By the time that I was in high school, some things had changed. My love of ninja movies had molded these characters from generic fighters into individual martial artists. Jamie, being my main character, became a ninja.
Also, I realized that my artwork just really . . . well, SUCKS.
My junior year of high school, my study hall was fourth hour. My math class, which gave me the majority of my homework, was fifth hour. I just couldn’t bring myself to wait until the next day to finish it, so I generally didn’t have anything to work on in my fourth hour. Your Grandma Pat had bought me a binder that came with a flip-over notebook. I decided to write stories in it.

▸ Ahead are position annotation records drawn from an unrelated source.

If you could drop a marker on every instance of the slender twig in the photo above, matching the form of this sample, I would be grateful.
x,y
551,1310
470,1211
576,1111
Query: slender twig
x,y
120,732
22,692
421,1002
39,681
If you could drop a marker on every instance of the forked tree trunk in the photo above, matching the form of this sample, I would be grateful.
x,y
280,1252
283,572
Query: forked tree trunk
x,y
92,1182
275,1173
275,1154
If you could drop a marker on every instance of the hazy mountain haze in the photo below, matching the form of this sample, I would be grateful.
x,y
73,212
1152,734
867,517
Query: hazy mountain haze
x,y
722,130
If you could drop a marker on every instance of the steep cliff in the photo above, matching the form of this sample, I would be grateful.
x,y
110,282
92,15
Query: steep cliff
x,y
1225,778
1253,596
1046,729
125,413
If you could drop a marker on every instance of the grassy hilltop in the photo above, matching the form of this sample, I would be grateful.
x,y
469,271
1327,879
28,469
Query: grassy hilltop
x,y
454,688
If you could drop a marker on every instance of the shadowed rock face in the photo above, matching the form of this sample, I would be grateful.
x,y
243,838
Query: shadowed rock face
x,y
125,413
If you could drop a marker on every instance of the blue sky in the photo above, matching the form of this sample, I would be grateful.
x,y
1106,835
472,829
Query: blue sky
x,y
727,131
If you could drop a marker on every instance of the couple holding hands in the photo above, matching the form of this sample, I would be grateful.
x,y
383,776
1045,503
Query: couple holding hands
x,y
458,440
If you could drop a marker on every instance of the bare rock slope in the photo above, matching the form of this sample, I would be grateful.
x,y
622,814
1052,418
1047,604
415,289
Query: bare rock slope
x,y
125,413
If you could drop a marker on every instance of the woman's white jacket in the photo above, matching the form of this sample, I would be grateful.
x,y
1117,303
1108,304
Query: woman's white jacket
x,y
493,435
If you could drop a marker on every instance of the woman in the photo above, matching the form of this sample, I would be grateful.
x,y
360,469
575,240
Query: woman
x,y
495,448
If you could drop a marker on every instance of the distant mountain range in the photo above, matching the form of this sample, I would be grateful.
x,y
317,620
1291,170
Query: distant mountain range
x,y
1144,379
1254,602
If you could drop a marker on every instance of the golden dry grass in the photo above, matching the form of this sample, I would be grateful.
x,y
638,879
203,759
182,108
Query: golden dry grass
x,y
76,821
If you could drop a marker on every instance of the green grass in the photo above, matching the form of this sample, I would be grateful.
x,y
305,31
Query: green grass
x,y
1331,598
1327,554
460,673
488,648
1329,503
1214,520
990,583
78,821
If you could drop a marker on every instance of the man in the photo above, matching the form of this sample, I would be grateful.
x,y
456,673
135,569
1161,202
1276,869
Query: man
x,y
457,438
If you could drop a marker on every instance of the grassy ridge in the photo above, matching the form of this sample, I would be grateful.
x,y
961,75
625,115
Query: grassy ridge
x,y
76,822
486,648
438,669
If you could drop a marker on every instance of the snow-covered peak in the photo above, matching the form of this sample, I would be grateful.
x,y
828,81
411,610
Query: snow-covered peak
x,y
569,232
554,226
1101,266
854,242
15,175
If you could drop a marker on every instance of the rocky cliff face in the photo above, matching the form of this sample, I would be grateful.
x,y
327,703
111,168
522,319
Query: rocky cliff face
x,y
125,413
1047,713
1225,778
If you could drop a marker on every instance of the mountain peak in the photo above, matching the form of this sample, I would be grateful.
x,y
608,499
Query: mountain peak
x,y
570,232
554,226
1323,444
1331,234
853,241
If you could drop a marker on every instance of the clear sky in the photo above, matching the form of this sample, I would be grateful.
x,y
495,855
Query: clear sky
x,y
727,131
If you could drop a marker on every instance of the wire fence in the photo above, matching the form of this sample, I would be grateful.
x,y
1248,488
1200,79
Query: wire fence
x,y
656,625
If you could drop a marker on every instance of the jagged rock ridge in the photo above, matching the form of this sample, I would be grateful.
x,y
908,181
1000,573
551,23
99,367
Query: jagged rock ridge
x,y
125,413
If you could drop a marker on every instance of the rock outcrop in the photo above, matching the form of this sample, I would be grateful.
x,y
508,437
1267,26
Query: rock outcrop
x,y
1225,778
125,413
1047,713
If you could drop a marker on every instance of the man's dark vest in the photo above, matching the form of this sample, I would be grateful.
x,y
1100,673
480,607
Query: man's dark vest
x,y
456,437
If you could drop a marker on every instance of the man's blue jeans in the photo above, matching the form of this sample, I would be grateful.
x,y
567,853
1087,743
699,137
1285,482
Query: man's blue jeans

First of all, I plotted out a more realistic story than what I had written as a child. Flying cars, headquarters that transformed into giant robots, dimensional blasters . . . things like these were all removed. The plot of the first book was still pretty silly, though. The ninja clan that take over Jamie’s school do so because they’ve been hired by a strange cult of cat worshippers (their god was called Morris, after the cat from the 9 Lives commercials) to clear the town so they could build a society there. As I wrote this story, I would allow my friends Terry, Josh, and J.D. read it. They would give me input as I continued the story.
In addition to that story, I wrote two more. The second story was about a ninja summit in Japan where the villain clan, at the time named the Togakura, sought their revenge. In the third story, I created the street gang known as the Renegades. Out of these two stories, I kept some things for my published novels. The beginning fight scene of the second story, where Adventure fights off some men who are trying to rob George’s parents’ home, made it into Book Four . . . heavily changed to where only George fights the men. The beginning fight scene of the third book, where Adventure battles the KKK to save an African-American family who are going to execute them, became the basis of Book Two.
Halfway through my junior year, I became a library assistant during my fourth hour. While working in there, surrounded by all of those books, I mentally worked through plotlines. I continued working in there during my senior year, which was the same year that I finally took a typing class. Once I would get my work done, the librarian, Mrs. MacDowell, would let me practice my typing on the library computer. She even gave me a 3.5 floppy disk to which I could save my writing. It was at this time that I created Yoshi. She started as a female clone of Jamie. I also developed the backstory of the villain clan—still called the Togakura—being enemies of Jamie and Yoshi’s clan.
By the time that I had graduated from high school, I had finished the prologue and the first chapter of the book. But that was only the beginning. As we continue in this blog, I’ll also discuss more of my journey to become a published author.